Pendinginan dapat menghambat atau memperlambat pertumbuhan mikroba karena mikroorganisme mempunyai suhu maksimal dan minimal sebagai batas suhu untuk pertumbuhannya. Pengaruh suhu terhadap pertumbuhan mikroorganisme disebabkan suhu mempengaruhi aktivitas enzim yang mengkatalisasi reaksi-reaksi biokimia dalam sel mikroorganisme. Di bawah suhu optimum, keaktifan enzim dalam sel menurun dengan semakin rendahnya suhu, akibatnya pertumbuhan sel juga terhambat. Pertumbuhan mikroba dipengaruhi oleh berbagai faktor lingkungan diantaranya adalah suhu, pH, aktivitas air, adanya oksigen dan tersedianya zat makanan. Oleh karena itu, kecepatan pertumbuhan mikroba dapat diubah dengan mengubah faktor lingkungan tersebut. Semakin rendah suhu yang digunakan dalam penyimpanan maka semakin lambat pula reaksi kimia, aktivitas enzim dan pertumbuhan mikroba (Frazier dan Westhoff, 1979)

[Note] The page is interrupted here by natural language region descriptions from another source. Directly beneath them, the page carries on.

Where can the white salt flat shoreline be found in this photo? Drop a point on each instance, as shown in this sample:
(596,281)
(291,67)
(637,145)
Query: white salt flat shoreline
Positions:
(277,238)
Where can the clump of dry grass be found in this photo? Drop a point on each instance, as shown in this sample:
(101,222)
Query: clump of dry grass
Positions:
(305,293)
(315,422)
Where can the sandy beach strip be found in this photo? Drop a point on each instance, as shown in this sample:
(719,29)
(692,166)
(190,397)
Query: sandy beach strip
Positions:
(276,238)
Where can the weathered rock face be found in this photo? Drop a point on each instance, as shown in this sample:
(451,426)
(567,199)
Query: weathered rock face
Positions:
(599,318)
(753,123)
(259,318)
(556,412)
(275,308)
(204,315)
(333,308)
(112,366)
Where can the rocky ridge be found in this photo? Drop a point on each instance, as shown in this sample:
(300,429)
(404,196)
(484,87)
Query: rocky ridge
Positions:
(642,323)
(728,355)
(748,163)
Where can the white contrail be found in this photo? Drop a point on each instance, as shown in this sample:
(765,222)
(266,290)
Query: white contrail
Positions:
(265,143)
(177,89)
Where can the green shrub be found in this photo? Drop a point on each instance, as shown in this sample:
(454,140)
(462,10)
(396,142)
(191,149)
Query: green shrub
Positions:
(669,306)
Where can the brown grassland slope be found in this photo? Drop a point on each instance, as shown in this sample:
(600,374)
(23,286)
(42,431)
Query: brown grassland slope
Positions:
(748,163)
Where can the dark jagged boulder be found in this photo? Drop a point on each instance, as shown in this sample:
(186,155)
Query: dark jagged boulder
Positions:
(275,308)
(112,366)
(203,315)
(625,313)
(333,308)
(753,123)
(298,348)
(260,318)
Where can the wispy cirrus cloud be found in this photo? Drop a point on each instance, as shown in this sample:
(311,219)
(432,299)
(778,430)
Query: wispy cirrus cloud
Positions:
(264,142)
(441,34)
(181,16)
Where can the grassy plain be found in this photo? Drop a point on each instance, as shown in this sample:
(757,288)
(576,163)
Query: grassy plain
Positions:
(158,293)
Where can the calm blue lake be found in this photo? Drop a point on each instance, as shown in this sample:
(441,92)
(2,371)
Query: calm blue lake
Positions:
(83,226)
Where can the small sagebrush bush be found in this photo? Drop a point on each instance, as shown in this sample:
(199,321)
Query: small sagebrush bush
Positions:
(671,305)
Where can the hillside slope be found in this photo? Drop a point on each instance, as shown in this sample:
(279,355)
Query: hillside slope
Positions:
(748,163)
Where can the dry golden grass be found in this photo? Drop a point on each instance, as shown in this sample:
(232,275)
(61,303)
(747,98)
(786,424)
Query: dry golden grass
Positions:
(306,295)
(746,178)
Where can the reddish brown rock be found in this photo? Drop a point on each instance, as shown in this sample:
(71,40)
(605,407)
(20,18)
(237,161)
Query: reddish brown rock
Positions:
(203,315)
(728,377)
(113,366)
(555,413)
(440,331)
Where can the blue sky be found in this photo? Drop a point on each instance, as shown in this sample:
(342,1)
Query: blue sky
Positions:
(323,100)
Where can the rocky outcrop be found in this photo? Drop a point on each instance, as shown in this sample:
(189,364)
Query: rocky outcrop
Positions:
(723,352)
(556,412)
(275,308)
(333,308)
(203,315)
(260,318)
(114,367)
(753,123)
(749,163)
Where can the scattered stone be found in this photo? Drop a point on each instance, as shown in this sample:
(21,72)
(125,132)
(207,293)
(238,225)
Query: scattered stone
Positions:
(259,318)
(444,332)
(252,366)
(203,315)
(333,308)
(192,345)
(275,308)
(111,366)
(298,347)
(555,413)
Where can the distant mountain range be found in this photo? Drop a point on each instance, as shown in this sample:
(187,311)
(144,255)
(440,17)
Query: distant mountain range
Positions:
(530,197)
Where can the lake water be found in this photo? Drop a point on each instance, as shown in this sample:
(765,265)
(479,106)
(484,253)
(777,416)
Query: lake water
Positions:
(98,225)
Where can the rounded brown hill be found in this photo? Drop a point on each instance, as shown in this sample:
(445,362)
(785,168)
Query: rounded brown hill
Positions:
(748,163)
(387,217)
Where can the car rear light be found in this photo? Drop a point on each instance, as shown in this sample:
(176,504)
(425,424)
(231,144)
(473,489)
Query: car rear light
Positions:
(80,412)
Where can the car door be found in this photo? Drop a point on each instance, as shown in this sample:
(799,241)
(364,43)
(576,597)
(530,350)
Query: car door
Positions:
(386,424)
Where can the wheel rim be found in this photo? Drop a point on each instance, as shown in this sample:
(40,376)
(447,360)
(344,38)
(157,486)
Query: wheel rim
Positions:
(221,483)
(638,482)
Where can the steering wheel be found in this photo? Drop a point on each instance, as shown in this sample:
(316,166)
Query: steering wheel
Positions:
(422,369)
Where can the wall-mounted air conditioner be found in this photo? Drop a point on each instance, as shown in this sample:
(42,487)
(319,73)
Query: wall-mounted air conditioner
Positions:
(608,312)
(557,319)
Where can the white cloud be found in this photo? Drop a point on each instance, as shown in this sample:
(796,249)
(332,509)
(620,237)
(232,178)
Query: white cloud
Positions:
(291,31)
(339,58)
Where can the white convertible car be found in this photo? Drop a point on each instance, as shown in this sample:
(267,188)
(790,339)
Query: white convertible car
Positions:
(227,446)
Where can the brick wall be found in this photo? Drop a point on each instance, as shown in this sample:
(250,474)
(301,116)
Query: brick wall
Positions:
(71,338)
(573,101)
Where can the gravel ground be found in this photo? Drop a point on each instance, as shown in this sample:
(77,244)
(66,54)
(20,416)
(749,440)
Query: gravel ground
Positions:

III. METODOLOGI PENELITIAN A. TEMPAT DAN WAKTU PENELITIAN

Penelitian dilakukan di Laboratrorium Pengemasan, Penyimpanan, Distribusi dan Sistem Transportasi, Departemen Teknologi Industri Pertanian, Fakultas Teknologi Pertanian, Institut Pertanian Bogor. Penyimpanan dilakukan menggunakan lemari pendingin rumah tangga. Analisis dilakukan di Laboratorium Pengawasan Mutu dan Laboratorium Teknologi Kimia, Departemen Teknologi Industri Pertanian. Penelitian dilakukan selama tiga bulan, mulai akhir bulan Mei 2007 sampai awal bulan Agustus 2007.